In the video of his performance against Tottenham below, you can see how advanced he is when he receives the ball (His average position is about 15 yards further forward than it was previously) and the problems defenders have trying to compete with him.
(Credit: Mrx Comps)
This also limits the necessity for him to do the thing he is least effective at, namely keeping possession in midfield. Fellaini now receives about eight less passes per game (39.8 to 47.4) and attempts approximately 12 less (42.5 to 54.1). However, he is receiving the ball more in the final third than he did last season.
By stationing him further forward he is both rendered more dangerous, and prevented from slowing down their midfield passing. This also ensures that United have an outlet ball for their central defenders, some of whom are not particularly comfortable on the ball.
Fellaini has averaged about 15 fewer touches per game compared to last season (64.8 to 79.1). However, more of his touches now come in the final third (19.9 to 16.4) and his percentage of touches in the final third is obviously far higher (31% – 21%).
The result has been a far more effective player and team. His skills are at their most effective in and around both penalty areas and by removing his cumbersome passing from the midfield United have realised a double benefit.
One of Fellaini’s great strengths is that he at his best playing with his back to the opposition goal, where he can hold the ball up and bring others into the game. Given United are quite a small side overall, this is of more value to them than it would be to other teams.

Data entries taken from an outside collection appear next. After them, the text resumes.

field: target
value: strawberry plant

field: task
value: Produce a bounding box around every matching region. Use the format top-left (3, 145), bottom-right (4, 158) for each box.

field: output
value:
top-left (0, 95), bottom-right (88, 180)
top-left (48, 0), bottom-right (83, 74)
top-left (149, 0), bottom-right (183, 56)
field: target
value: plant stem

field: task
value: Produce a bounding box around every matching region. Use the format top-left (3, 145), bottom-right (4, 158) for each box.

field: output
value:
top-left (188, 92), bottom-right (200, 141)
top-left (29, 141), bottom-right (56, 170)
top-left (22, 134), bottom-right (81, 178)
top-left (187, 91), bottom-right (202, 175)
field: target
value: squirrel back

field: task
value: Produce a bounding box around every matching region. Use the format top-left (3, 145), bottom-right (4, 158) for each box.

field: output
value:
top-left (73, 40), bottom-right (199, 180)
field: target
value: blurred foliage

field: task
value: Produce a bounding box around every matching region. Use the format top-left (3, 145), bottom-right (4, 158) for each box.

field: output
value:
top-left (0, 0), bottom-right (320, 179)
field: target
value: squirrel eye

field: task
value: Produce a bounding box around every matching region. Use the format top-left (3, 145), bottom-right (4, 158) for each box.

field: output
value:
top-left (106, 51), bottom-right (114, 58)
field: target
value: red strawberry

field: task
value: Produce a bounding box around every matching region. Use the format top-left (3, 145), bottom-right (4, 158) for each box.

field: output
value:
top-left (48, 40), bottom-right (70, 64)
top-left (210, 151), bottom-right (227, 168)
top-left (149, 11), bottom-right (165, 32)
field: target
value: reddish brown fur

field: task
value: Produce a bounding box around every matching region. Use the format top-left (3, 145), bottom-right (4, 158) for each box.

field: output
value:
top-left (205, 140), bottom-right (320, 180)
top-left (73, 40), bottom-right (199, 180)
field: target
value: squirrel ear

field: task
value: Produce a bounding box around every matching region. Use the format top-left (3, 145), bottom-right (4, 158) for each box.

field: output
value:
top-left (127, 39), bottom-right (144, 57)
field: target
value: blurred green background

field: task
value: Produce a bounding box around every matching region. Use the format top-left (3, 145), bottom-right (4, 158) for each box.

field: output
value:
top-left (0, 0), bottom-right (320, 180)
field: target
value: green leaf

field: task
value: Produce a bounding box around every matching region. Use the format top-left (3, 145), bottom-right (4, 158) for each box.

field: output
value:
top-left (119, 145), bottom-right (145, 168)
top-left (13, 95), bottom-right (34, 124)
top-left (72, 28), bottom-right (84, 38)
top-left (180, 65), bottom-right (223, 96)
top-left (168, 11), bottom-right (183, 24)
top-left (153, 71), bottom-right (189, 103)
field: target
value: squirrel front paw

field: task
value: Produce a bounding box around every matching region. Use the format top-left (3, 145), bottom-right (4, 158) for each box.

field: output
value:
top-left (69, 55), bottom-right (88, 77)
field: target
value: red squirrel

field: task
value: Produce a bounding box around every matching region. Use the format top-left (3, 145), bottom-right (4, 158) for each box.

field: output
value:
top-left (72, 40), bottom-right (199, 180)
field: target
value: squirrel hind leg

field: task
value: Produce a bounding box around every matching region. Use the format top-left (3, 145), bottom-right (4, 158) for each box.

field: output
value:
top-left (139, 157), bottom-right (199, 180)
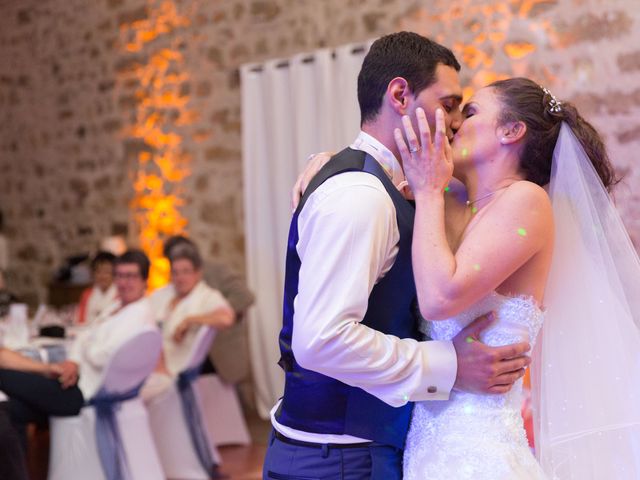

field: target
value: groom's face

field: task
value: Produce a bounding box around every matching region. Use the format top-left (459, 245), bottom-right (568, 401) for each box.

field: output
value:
top-left (407, 64), bottom-right (462, 140)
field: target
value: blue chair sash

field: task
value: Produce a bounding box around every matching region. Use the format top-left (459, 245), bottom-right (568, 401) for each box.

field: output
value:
top-left (88, 385), bottom-right (142, 480)
top-left (177, 366), bottom-right (220, 478)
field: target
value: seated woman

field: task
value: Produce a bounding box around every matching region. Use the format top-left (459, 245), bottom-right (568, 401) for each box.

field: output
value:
top-left (76, 251), bottom-right (118, 324)
top-left (0, 347), bottom-right (82, 480)
top-left (142, 244), bottom-right (235, 401)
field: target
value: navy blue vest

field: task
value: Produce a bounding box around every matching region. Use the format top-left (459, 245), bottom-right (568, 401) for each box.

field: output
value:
top-left (277, 148), bottom-right (418, 448)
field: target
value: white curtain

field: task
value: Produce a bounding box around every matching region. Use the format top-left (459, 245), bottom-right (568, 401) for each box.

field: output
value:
top-left (241, 43), bottom-right (370, 418)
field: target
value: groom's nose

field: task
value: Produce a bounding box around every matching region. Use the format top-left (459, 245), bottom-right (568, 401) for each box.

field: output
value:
top-left (448, 109), bottom-right (462, 139)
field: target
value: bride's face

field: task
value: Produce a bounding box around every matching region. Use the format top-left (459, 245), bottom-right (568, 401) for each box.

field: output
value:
top-left (451, 87), bottom-right (501, 175)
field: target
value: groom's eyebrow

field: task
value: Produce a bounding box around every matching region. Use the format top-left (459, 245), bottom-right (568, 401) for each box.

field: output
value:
top-left (439, 94), bottom-right (462, 104)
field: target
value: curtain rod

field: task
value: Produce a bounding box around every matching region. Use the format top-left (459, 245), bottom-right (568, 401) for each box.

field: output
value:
top-left (249, 45), bottom-right (367, 72)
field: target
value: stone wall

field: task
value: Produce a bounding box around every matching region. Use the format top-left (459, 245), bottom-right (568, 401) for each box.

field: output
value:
top-left (0, 0), bottom-right (640, 299)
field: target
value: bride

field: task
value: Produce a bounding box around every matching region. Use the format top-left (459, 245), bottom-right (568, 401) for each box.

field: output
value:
top-left (395, 78), bottom-right (640, 480)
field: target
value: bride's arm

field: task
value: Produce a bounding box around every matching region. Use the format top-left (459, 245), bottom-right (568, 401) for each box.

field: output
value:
top-left (396, 111), bottom-right (553, 319)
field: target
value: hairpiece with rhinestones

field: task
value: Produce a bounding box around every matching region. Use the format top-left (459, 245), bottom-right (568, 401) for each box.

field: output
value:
top-left (542, 87), bottom-right (562, 113)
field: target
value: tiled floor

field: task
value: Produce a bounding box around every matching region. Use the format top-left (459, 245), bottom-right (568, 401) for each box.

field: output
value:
top-left (28, 408), bottom-right (270, 480)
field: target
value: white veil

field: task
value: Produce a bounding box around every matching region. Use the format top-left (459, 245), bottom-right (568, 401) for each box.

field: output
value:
top-left (531, 123), bottom-right (640, 480)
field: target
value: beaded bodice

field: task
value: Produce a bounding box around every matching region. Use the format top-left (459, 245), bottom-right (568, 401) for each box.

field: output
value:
top-left (404, 292), bottom-right (544, 480)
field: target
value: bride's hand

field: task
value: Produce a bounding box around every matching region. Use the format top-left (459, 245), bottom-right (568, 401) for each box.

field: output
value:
top-left (291, 152), bottom-right (335, 211)
top-left (393, 108), bottom-right (453, 197)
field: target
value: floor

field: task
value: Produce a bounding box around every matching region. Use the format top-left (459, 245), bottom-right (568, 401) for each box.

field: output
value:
top-left (27, 413), bottom-right (270, 480)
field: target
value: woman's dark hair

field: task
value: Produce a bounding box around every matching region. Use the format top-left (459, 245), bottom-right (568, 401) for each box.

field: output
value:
top-left (115, 249), bottom-right (151, 280)
top-left (358, 32), bottom-right (460, 125)
top-left (162, 235), bottom-right (197, 258)
top-left (91, 250), bottom-right (116, 272)
top-left (169, 243), bottom-right (202, 270)
top-left (489, 78), bottom-right (618, 190)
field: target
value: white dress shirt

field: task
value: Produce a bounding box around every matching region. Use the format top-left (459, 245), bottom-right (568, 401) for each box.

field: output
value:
top-left (149, 281), bottom-right (231, 376)
top-left (69, 298), bottom-right (157, 400)
top-left (271, 132), bottom-right (457, 443)
top-left (85, 283), bottom-right (118, 324)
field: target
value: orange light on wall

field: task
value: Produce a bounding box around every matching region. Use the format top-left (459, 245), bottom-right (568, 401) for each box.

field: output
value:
top-left (120, 0), bottom-right (195, 289)
top-left (408, 0), bottom-right (556, 99)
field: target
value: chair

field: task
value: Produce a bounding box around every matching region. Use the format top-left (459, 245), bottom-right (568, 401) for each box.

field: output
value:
top-left (147, 326), bottom-right (220, 480)
top-left (196, 374), bottom-right (251, 447)
top-left (48, 329), bottom-right (164, 480)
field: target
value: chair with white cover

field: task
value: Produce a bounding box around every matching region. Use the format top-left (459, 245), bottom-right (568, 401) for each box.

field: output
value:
top-left (196, 374), bottom-right (251, 447)
top-left (147, 326), bottom-right (220, 480)
top-left (48, 327), bottom-right (164, 480)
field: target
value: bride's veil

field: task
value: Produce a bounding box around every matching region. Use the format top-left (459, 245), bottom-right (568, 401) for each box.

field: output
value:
top-left (532, 123), bottom-right (640, 480)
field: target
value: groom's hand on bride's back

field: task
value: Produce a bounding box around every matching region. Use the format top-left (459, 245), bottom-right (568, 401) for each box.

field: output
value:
top-left (453, 313), bottom-right (531, 394)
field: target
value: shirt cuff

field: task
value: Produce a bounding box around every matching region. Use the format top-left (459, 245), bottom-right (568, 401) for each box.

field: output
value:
top-left (409, 340), bottom-right (458, 402)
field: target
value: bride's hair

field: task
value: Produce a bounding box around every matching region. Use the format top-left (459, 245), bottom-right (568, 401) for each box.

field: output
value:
top-left (489, 77), bottom-right (617, 190)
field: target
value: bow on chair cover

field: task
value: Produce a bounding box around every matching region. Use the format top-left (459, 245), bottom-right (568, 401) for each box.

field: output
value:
top-left (89, 385), bottom-right (142, 480)
top-left (178, 365), bottom-right (220, 478)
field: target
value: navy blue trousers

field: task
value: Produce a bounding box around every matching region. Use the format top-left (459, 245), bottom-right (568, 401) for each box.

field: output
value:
top-left (262, 431), bottom-right (402, 480)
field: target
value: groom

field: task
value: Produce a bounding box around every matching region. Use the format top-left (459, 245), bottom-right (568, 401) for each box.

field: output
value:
top-left (263, 32), bottom-right (529, 480)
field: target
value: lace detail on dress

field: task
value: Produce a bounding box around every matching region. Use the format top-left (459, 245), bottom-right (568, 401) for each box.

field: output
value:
top-left (404, 292), bottom-right (546, 480)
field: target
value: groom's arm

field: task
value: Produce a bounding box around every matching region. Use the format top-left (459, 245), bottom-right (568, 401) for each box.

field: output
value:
top-left (292, 173), bottom-right (457, 406)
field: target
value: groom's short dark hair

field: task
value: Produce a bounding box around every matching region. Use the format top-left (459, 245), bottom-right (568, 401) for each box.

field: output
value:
top-left (358, 32), bottom-right (460, 125)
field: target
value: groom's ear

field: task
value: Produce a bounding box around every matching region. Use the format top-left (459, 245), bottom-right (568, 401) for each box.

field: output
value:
top-left (385, 77), bottom-right (413, 115)
top-left (497, 121), bottom-right (527, 145)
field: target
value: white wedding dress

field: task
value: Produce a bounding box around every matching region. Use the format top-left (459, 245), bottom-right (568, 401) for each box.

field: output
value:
top-left (404, 292), bottom-right (547, 480)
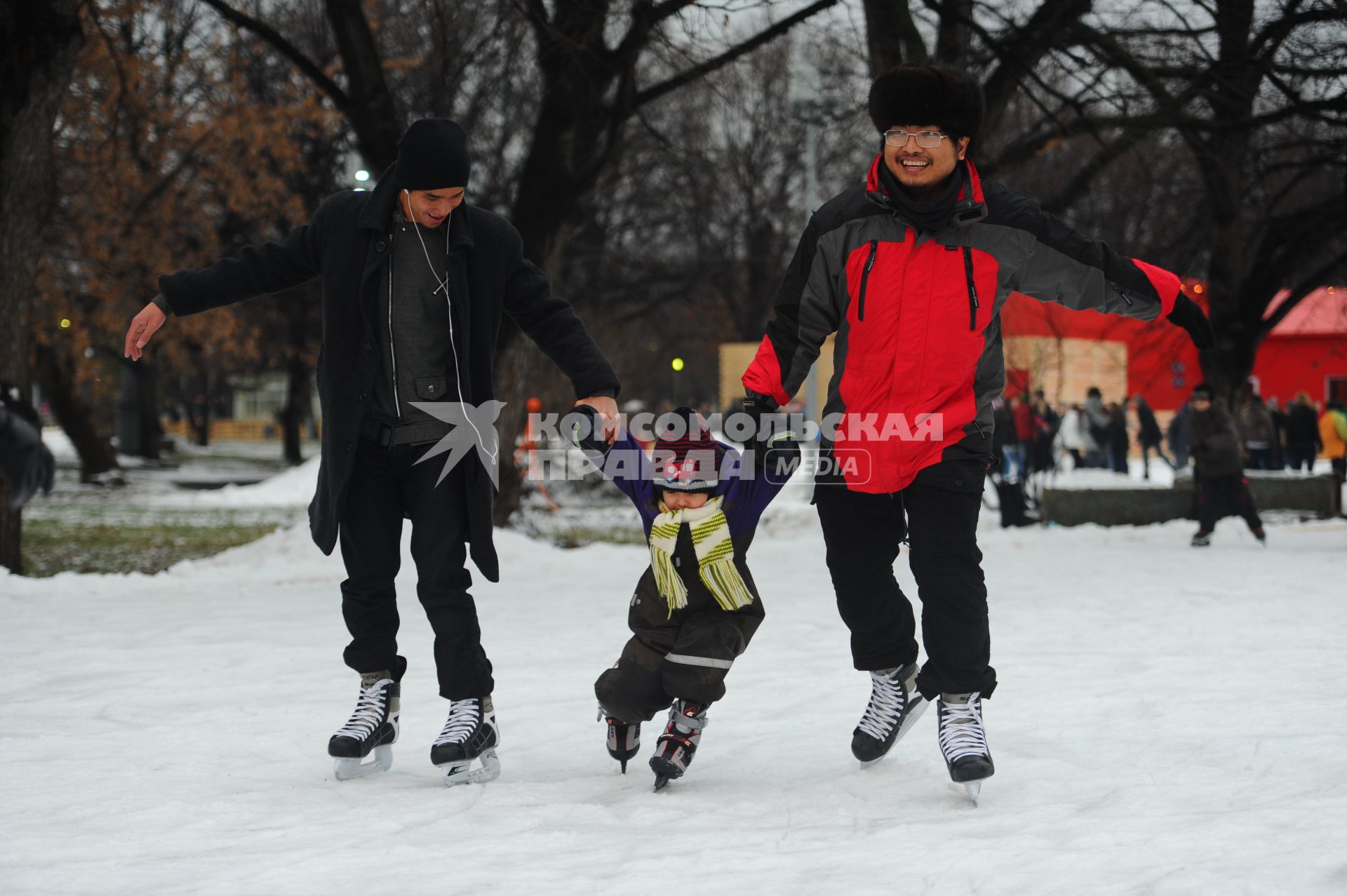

Interestingly, this is something that Radamel Falcao has struggled with when playing up front this season. The Colombian has been dispossessed 35 times in his limited appearances for United. Fellaini has been dispossessed just 27 times in 271 more minutes of football.
His physical strength allows him to battle the bigger Premier League defenders. His goal against West Brom is an example of this, as he turns a relatively speculative cross into a goal with his strength and chest control.
(Credit: Sports 4000)
United have reaped the benefits from playing to Fellaini’s strengths and not putting him in positions where his weaknesses get exposed. The coaching staff deserve a lot of credit for doing this, rather than persisting with an attempt to shoehorn him into a role he doesn’t fit. In doing so they have helped Marouane transform himself from clown to cult hero at Old Trafford.